I think that Terraria has a bottom.
I'm not sure, because I've never reached it. I think I've got close, when the dirt has given way to ash before giving away to a vastness of nothing, but by that point I was being harried by fire imps and vertigo, and death was my next experience, not discovery.
There's another reason I'm sure. It's because Terraria is so full of stuff and things and all sorts that there's not really a reason to dig down that far. It's about your lateral movement rather than your vertical. It's about leaving whatever hovel you've created and heading out into the great beyond - because you know whatever you find, it's going to be interesting.
So I don't know that Terraria has a bottom, because I've been busy. I've been investigating meteor crashes. I've been exploring dungeons. I've been clearing away the corruption. I'll find that bottom, somewhere. I'll get round to it. But right now? Right now I'm having way too much fun in the places between here and there. Did I tell you about the time I stumbled upon an underground jungle? Good times, man, good times.
To grasp ineptly at the genre of nearest fit, Terraria is a 2D platformer. But it's also a building game, a farming simulator, an RPG and a co-op adventure game. It's been likened to Minecraft, but while they're both games that, at the fundamentals, are about digging blocks and building blocks, they're really not all that similar. The similarities are derived from the fact that they've both been massively popular.
Sure, you're digging, mining for ores and treasures that you can then use above ground to create magnificent constructions, but in Terraria that's just a starting point, somewhere to launch yourself off of, and into the rest of it all. There's not the depth of Minecraft here, the underlying sense of world and place, but that doesn't matter. You'll be far to distracted by every other thing to ever worry about that.
Above ground you've got the slimes. They're annoying but not really all that dangerous, unless you get swarmed. Then, as you dig down, the background will shift from brown dirt to darker brown dirt, and skeletons, giant worms and bats begin to appear. Deeper still, where the walls turn to ash and lava, you've got the fire imps, the bone serpents, the demons. And that's just when you head straight down.
Terraria has literal vertical difficulty. The further down you go, the more dangerous it gets. You can potter around in the first layer of the world all you want, but, in the tradition of the rogue-like, the deeper you go, the better the loot. Sure, you can hang out in the safe dirt layer, but you'll be stuck with copper ore, and you're unlikely to find any treasure chests. If you're going to range, might as well range far, right?
The world has spots of corruption all over the place that have their own monsters. Underground Jungles, Floating Islands, Dungeons, they've all got monsters that only show up when you enter their borders. Head in any one direction long enough, and you're going to find something that isn't a slime. And then you've got night, which brings the undead.
So no, you can't really potter around in just the one area. The further you get away from that safe spot where you've made your house, the more dangerous things are going to get, but, conversely, the better things will end up for you if you survive it.
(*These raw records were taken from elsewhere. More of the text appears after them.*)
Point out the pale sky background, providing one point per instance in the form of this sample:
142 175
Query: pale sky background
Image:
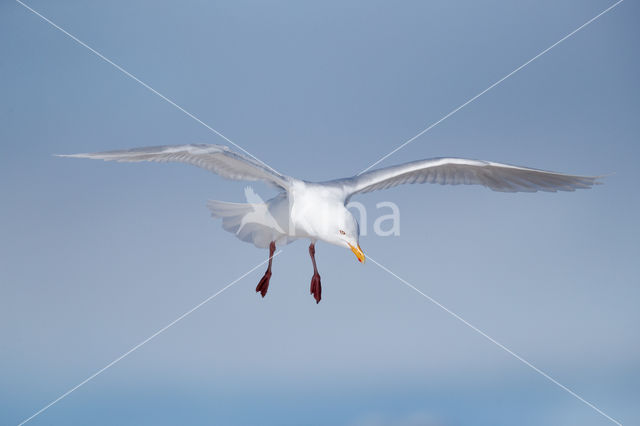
95 257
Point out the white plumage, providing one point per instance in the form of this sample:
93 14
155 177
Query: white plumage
317 210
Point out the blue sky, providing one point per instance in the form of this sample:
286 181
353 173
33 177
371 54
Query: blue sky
95 256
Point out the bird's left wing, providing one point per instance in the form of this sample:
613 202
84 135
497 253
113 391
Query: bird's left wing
218 159
456 171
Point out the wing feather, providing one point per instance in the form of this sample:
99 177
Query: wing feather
457 171
218 159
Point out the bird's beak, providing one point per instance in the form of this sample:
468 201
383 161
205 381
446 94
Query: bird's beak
358 252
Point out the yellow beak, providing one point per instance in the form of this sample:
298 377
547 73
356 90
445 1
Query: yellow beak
358 252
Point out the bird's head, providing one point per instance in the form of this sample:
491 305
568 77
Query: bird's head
345 231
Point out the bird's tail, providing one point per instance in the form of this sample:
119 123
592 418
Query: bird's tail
238 218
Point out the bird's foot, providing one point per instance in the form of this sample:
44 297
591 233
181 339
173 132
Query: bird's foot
316 287
263 285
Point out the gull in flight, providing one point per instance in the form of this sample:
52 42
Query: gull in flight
317 210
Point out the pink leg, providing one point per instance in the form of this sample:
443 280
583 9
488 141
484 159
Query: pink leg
263 285
316 287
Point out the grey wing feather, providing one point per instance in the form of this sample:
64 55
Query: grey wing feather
218 159
457 171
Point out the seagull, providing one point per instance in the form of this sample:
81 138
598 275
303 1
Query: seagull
317 210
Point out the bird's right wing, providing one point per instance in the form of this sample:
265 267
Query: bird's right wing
218 159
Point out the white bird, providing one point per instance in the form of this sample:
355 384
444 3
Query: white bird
317 211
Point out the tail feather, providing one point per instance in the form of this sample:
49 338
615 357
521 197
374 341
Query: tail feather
237 219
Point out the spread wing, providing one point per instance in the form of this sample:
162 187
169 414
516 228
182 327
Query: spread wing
218 159
456 171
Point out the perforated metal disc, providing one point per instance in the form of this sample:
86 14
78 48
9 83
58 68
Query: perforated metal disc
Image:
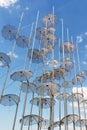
47 89
62 96
83 73
9 100
42 31
9 32
53 63
48 39
68 47
37 56
60 73
28 86
51 75
67 63
56 124
81 122
83 103
21 75
70 118
23 41
78 79
33 119
74 97
43 102
44 124
4 59
49 20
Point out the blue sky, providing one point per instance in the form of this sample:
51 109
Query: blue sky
74 13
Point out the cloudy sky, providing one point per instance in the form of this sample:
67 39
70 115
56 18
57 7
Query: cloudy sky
74 13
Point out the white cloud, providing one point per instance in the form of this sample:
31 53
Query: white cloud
79 39
13 55
7 3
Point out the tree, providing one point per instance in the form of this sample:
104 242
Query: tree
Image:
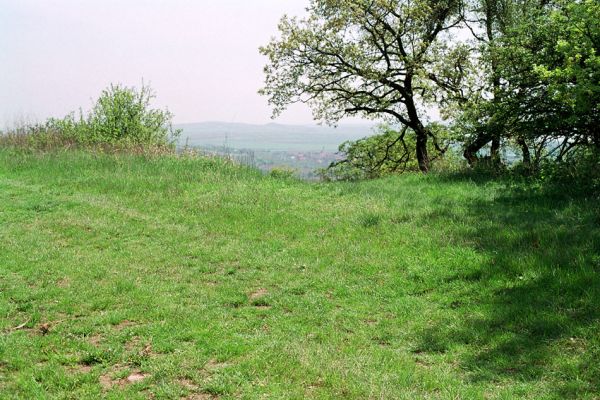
373 58
542 77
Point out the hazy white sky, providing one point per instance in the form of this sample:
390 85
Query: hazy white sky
200 56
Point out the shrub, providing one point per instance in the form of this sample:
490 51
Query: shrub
121 117
388 152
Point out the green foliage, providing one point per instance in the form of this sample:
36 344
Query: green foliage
210 278
390 151
376 59
121 116
282 173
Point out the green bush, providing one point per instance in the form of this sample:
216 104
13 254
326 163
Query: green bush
121 117
388 152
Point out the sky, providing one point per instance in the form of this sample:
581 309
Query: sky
200 56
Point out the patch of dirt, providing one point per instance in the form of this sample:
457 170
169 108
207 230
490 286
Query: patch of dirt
201 396
136 377
95 340
63 283
123 324
214 365
187 383
107 382
258 294
80 369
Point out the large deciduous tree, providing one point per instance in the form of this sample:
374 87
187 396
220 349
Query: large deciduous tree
371 58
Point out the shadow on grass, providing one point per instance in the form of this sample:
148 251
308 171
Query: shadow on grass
532 313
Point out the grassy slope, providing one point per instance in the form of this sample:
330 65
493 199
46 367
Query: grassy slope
210 279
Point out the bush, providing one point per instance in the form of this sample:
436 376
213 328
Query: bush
388 152
122 117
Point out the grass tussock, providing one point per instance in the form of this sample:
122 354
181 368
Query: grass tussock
125 276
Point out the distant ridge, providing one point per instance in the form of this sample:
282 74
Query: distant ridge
271 136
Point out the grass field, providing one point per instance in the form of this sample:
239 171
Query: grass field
127 277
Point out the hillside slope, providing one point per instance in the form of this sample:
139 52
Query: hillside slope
168 278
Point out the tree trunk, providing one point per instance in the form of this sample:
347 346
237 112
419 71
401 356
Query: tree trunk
422 154
525 150
472 148
495 151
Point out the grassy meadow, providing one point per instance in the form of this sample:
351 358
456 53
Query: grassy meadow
134 277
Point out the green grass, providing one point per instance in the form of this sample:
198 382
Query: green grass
214 282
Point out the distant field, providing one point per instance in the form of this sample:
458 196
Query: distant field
271 136
126 277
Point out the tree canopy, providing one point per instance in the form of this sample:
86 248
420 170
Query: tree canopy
521 73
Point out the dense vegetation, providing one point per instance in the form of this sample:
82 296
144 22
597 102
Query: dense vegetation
198 279
121 118
142 273
507 75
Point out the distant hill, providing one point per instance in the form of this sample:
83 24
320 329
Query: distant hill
272 136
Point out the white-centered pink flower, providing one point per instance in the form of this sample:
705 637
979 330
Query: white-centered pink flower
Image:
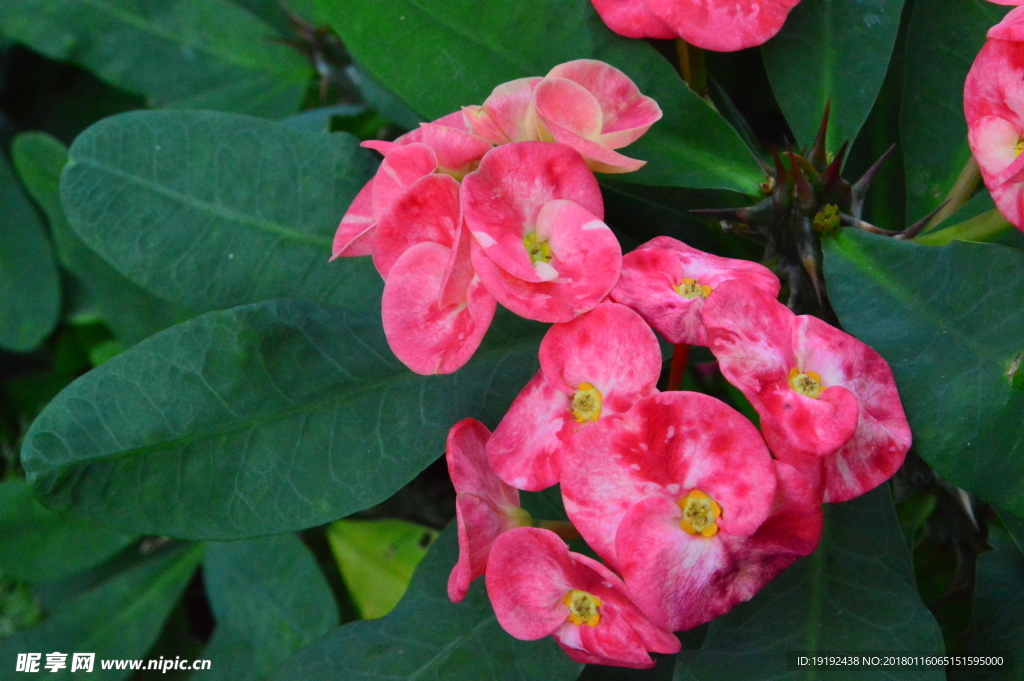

Each of these areas has unique items for you to find. Each with their own desirable effects. A breathing reed that lets you breathe underwater so long as the top of the reed is above the waterline. A cloud in a bottle that lets you double jump. A hook that you can strap to some chains to turn into a grapple.
I suppose, if you were properly scared of the outside world, you could just stay inside your house the whole time and knit, or something. Except sometimes you might get a Blood Moon at night, which lets zombies break down doors. Or the Goblin Army might attack, with their teleporting wizards that will come in and turn your knitting into ugly-smelling ash with a lightning bolt. Or hell, maybe a meteor will land on your house. Better to stay underground, where it's dangerous - just, y'know, less dangerous than up there.